The Bangko Sentral ng Pilipinas (BSP) has created a new Payments and Currency Management Sector (PCMS) that is specially designed to manage digital and physical currency along with ensuring an inclusive payment system in the banking industry.
BSP Governor Benjamin Diokno said the newly-established PCMS, under Deputy Governor Mamerto Tangonan, “will also ensure a well-functioning payment and cash ecosystem that supports long-run economic growth.”
Diokno said the creation of the PCMS is in line with the central bank’s Digital Payments Transformation Roadmap for 2020-23 that targets to provide an efficient, safe, and efficient payments ecosystem.
“With PCMS, the BSP further promotes a safe, inclusive, and innovative payments and currency ecosystem for the benefit of Filipinos,” he added.
Diokno said Tangonan has more than 28 years of experience in digital and traditional financial services, telecommunications, technology, financial inclusion, and consulting services. Before his stint at the BSP, he led a six-year program funded by the United States Agency for International Development (USAID) for E-PESO Activity, a bilateral initiative aimed to increase electronic payments (e-payments) in the Philippines in a bid to have a more inclusive economic growth.
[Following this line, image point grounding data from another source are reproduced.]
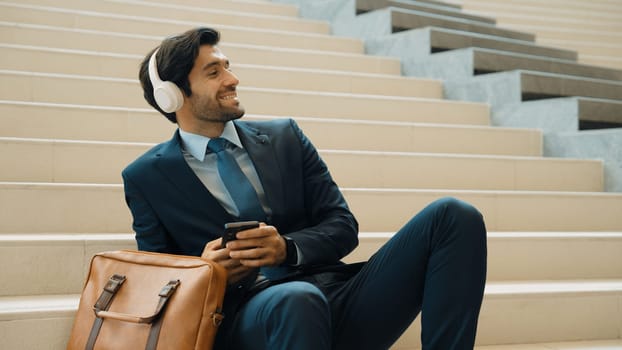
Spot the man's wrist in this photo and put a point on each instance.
(291, 252)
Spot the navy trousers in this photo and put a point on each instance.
(436, 265)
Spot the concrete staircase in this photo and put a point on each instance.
(72, 116)
(590, 27)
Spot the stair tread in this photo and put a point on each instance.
(63, 302)
(614, 344)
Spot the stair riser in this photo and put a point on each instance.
(83, 208)
(250, 7)
(610, 37)
(501, 322)
(59, 267)
(73, 38)
(586, 48)
(249, 75)
(522, 22)
(49, 161)
(519, 258)
(76, 123)
(62, 61)
(444, 39)
(591, 10)
(154, 22)
(39, 88)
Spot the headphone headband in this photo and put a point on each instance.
(167, 95)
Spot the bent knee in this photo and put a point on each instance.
(460, 211)
(300, 295)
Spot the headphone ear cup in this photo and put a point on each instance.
(168, 96)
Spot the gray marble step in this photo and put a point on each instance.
(392, 19)
(464, 63)
(440, 3)
(81, 122)
(521, 85)
(565, 114)
(363, 6)
(589, 144)
(420, 43)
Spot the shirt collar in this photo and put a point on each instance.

In a recent virtual briefing, Tangonan said studies have shown that digital payments help boost economic growth by reducing inequality. “Cash and digital payments will co-exist but BSP’s goal is towards a cash-lite society,” citing this needs closer coordination between government agencies and the private sector.
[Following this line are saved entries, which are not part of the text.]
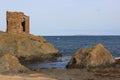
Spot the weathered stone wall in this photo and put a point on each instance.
(17, 22)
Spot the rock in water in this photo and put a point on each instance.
(91, 57)
(10, 63)
(27, 47)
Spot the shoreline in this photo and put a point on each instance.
(61, 74)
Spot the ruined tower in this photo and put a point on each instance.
(17, 22)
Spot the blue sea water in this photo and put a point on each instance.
(67, 45)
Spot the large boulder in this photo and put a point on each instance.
(91, 57)
(10, 63)
(27, 47)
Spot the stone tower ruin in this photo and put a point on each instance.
(17, 22)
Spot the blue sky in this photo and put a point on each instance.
(66, 17)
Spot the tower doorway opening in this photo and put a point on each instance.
(23, 26)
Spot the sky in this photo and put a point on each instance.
(66, 17)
PCMS is the fourth sector of the BSP headed by a Deputy Governor. Under the amended BSP Charter, the central bank can have five Deputy Governors.
Diokno said they continue to monitor developments and study whether there is an immediate need to form another sector to be headed by another Deputy Governor.
In terms of the impact of a cash-lite economy, studies have shown that this boosts gross domestic product (GDP) of mature economies by one percentage point while it is higher at more than three percentage points for emerging economies, he said.
Diokno said financial inclusion means having more people becoming part of the formal financial system and more people, especially those belonging to the micro, small and medium enterprises (MSMEs), which account 99% of businesses in the country, and which will benefit from financial products that boost their livelihood.
“When this important segment goes digital and begins to reap the benefits of cost savings, transparency, and easier access to finance, they become more empowered and active contributors to economic growth,” Diokno stressed.